# Kaskada Demo
## Let's use a common ML challenge: Customer Retention. 

Companies collect massive amounts of data using platforms like Splunk, Heap, Segment, or even basic event logs describing user behavior. How can you use this data to predict user retention, revenue targets, and identify which customers are likely to be the most successful?

Then how do we make that information available to the customer success reps to attempt to save accounts, to sales reps to help predict if a new customer might be successful, and to revenue leaders to predict quarterly and annual revenue targets.

**Note**: Due to the terms and conditions by which the data used in this notebook is made avaialble, anyone interested in recreating this work will need to download the files from Kaggle and follow the instructions below to create your own Kaskada account and upload the data. 

# Step 1: Setup Kaskada Client

## Session Builder
The next version of Kaskada will use an API Session Builder to follow closely to PySpark's approach to local connections.

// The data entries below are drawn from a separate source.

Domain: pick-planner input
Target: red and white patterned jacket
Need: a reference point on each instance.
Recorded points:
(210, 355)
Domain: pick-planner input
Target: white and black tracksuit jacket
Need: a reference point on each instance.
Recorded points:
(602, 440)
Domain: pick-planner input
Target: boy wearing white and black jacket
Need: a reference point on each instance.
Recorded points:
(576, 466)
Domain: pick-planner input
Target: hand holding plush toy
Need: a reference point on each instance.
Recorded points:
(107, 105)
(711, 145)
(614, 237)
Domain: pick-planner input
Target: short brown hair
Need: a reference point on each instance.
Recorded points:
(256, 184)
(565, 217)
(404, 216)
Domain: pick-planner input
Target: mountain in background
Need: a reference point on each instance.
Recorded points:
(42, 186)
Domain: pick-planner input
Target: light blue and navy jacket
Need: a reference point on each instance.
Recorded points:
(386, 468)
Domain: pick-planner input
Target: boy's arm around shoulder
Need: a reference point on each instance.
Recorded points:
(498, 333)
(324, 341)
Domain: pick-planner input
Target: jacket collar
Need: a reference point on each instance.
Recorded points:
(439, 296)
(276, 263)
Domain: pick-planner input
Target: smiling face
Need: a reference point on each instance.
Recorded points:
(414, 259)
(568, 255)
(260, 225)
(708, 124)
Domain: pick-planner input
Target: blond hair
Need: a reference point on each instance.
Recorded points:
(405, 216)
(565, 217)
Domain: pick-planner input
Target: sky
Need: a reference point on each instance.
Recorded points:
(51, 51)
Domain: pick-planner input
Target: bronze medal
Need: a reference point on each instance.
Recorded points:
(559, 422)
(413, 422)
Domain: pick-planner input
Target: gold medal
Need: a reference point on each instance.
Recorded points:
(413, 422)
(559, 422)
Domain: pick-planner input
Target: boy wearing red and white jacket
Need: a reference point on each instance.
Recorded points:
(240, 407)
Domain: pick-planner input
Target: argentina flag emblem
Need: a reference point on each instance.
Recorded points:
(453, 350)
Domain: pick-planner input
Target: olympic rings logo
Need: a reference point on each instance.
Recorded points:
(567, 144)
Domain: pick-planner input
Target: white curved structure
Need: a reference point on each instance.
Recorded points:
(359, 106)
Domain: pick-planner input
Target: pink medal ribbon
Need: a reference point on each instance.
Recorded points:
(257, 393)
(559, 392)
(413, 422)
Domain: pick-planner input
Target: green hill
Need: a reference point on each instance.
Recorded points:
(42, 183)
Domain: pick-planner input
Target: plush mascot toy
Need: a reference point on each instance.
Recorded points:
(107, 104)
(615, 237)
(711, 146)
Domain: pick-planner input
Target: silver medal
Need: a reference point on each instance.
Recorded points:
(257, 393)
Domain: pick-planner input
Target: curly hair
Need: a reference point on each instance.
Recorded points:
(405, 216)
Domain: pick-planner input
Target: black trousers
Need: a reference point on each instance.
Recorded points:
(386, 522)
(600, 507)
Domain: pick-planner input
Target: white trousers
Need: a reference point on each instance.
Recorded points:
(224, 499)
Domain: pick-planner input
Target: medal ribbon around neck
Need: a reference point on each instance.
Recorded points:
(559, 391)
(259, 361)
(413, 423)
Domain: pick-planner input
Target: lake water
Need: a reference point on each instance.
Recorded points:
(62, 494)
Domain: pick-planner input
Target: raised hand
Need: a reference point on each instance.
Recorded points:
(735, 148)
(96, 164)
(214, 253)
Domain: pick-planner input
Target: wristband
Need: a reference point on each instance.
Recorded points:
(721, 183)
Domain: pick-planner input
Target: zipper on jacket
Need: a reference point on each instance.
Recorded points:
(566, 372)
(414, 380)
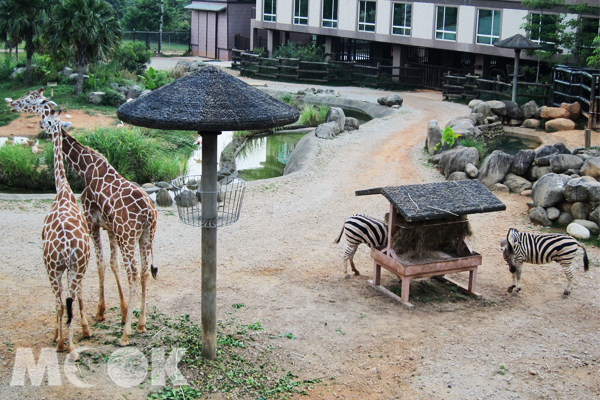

###  Local Session Builder
The default local session builder (`LocalBuilder`) by default assumes:
* Endpoint: `localhost:50051` for the API server
* Is Secure: `False`
* Will spin up the API server and Compute Server binaries.
  * Assumes Kaskada root is **~/.cache/kaskada**. Override by setting *KASKADA_PATH*
  * Assumes the binaries are stored in *KASKADA_PATH/bin*. Override by setting *KASKADA_BIN_PATH* (default is bin)
  * Assumes the logs are stored in *KASKADA_PATH/logs*. Override by setting *KASKADA_LOG_PATH* (default is logs)
  
Most people running locally will want to spin up the server locally by just using: `LocalBuilder().build()`.

In [None]:
from kaskada.api.session import LocalBuilder

session = LocalBuilder().build()

# Step 2: Prepare the data
Download the data and agree to the terms and conditions of this [research prediction competition](https://www.kaggle.com/c/kkbox-churn-prediction-challenge/data). 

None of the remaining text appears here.